Quel che tento di fare è aiutare le persone a comprendere e praticare questo “giusto atteggiamento mentale di totale apertura”, questa disposizione meditativa, affinché possano divenire capaci di scoprire l’amore e la libertà che vivono in loro. È quel che faccio con me stesso ogni giorno.

 

Chi è “L’Uomo Virus” e come potrebbe agire per il benessere e il cambiamento dell’umanità?

Conseguentemente a ciò che è stato detto sino ad ora credo che la figura dell’uomo “virus” emerga sempre più chiara: è ogni individuo che vive cercando di conoscersi, di comprendere la vita e le persone che lo circondano per trovare e condividere vera gioia e libertà. È colui che nel compiere questo viaggio di scoperta e liberazione sente il bisogno di indicare a tutti coloro che incontra lungo la sua strada ogni trappola che ha visto o subito, ogni sentiero segreto che ha sperimentato, ogni bellezza che ha esperito.

 

Ci sono opere affini a Il virus benefico che vuole consigliare a chi desidera approfondire le tematiche trattate nel suo saggio?

Assolutamente sì! Ve ne sarebbero veramente tante di bellissime, molte volte apparentemente diverse ma nell’essenza identiche. Le prime tre che mi vengono in mente e che trovo in perfetta sintonia con il mio lavoro (non so se direbbero la stessa cosa i loro autori) sono “La prima ed ultima libertà”, di Jiddu Krishnamurti; “Il potere di adesso”, di Eckhart Tolle; e infine “Messaggio per un’aquila che si crede un pollo”, di Anthony De Mello.

 

Il virus benefico è una lettura intensa che fa riflettere a ogni singola pagina, che ci fa sentire piccoli e insieme potenzialmente immensi, e che apre tante finestre su possibilità mai considerate, eppure così semplici e naturali se ci si pensa con attenzione. Quanta ricerca e lavoro su sé stessi c’è dietro un’opera come Il virus benefico?
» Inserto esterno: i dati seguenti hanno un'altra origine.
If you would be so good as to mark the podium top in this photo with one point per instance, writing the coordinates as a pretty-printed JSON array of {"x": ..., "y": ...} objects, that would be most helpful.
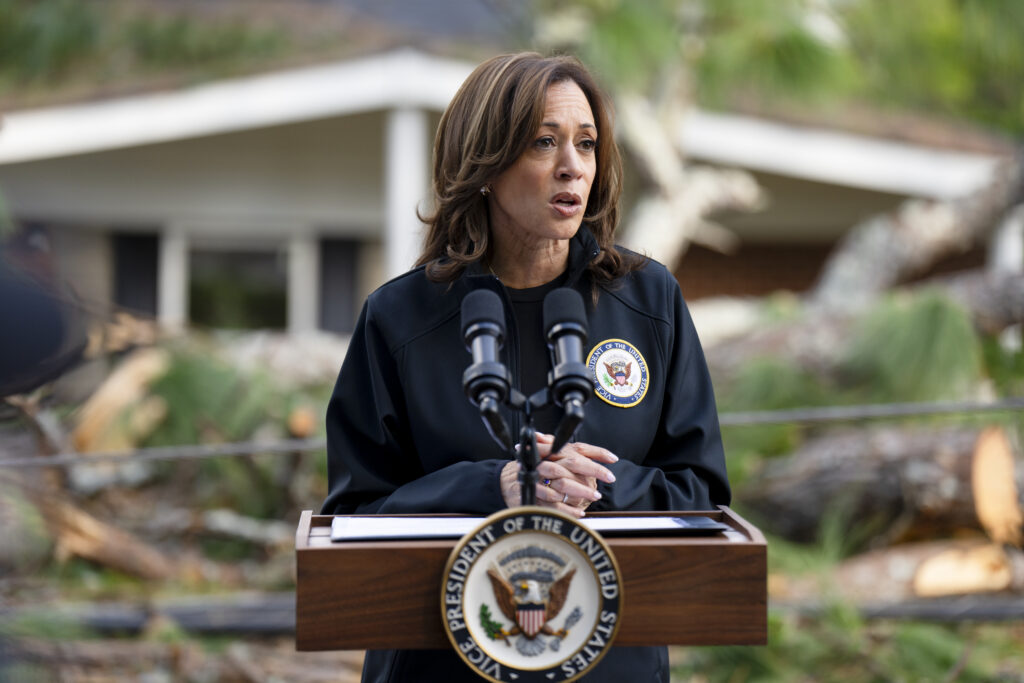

Più che una questione di tempo e studio è un risultato di intensità e coraggio, di voglia di scoprire e vedere. Come dicevo poc’anzi dobbiamo trovare il coraggio di partire e abbandonare le rassicuranti quanto limitanti mura delle nostre fortificazioni interiori, altrimenti non cambierà mai nulla, non riconosceremo e coglieremo le tante “pietre miliari” che ripetutamente la vita ci dona. Avremo forse vite lunghe, sempre più lunghe, ma che valore ha il tempo se non v’è gioia e significato? Spero infatti che leggendo questo testo si percepisca e venga trasmessa soprattutto un’intensità, un coraggio e un potente desiderio di compiere un viaggio sino al cuore della vita, più che il tempo e la fatica di un lavoro personale o di una narrazione storica, sociologica, filosofica o come la si voglia etichettare.